It sounds like somebody in the past did a charging circuit bypass of the dash harness/ammeter. This was (is) a well-known issue with the Mopars and having a marginal charging circuit. This is a common mod to make where you take a wire directly from the alternator stud to the positive battery cable/terminal. However, this is not really safe unless you either splice in on the firewall side of the fusible link or insert another fusible link on this bypass wire. This would have helped prevent this exact issue you have now where the entire wire burns.

Is the original harness connector hooked up on the alternator stud? If so, you may just want to remove the bypass connection there and cut off the other end from the splice (wrap well) and see if the car will run/charge without the dimming lights, etc. Provided nothing else has been monkeyed with, this would be the original setup.

You can then pull a new wire from the alternator stud but I would terminate it on the starter relay with a loop connector instead of the splicing into the battery cable.

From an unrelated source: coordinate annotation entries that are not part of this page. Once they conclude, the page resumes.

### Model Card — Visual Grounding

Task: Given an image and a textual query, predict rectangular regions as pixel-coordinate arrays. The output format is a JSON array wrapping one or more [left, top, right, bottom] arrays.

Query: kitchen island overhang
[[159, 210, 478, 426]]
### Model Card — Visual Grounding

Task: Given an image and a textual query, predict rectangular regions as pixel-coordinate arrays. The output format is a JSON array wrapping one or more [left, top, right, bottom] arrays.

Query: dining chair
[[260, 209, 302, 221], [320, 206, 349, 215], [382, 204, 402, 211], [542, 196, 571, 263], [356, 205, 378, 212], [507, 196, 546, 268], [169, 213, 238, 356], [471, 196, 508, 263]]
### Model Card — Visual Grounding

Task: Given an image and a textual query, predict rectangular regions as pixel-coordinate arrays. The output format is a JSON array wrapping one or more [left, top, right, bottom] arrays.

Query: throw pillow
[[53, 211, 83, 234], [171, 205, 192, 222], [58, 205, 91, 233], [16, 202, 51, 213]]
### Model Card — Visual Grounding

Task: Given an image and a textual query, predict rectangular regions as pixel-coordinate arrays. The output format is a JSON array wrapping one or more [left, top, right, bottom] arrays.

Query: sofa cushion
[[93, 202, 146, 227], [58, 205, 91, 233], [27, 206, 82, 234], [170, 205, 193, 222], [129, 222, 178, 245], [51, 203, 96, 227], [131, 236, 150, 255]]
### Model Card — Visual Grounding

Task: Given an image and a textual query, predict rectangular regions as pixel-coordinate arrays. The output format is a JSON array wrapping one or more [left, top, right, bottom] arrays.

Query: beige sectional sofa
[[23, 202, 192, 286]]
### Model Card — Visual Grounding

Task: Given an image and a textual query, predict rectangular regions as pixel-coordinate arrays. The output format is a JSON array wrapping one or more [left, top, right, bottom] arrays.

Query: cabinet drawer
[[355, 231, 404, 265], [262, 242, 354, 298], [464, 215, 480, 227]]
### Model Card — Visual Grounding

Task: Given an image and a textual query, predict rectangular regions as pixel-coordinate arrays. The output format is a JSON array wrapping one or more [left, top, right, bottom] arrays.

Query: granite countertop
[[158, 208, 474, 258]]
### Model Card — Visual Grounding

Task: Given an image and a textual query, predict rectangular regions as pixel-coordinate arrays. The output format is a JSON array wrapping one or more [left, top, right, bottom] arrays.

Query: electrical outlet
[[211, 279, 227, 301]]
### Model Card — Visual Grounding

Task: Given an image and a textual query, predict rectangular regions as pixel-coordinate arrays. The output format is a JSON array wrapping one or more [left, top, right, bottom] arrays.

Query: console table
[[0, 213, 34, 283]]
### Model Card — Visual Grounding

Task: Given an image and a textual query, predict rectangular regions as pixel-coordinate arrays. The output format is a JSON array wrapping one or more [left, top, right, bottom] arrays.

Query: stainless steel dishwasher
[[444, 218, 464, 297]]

Use a 8ga or better wire with a 16ga fusible link. You could go with a fuse but fusible links are better on charging circuits as they will "blow" much slower than a standard fuse if there is a consistent (as opposed to momentary spike) problem i.e. short to ground. This mod is commonly known here as the 'MAD electrical upgrade'.

I am willing to bet if you take a multimeter and measure resistance from ground to the alt stud, you will have little resistance. If you then pull off the bypass wire and measure again, probably open. This would confirm that this bypass link is indeed the problem.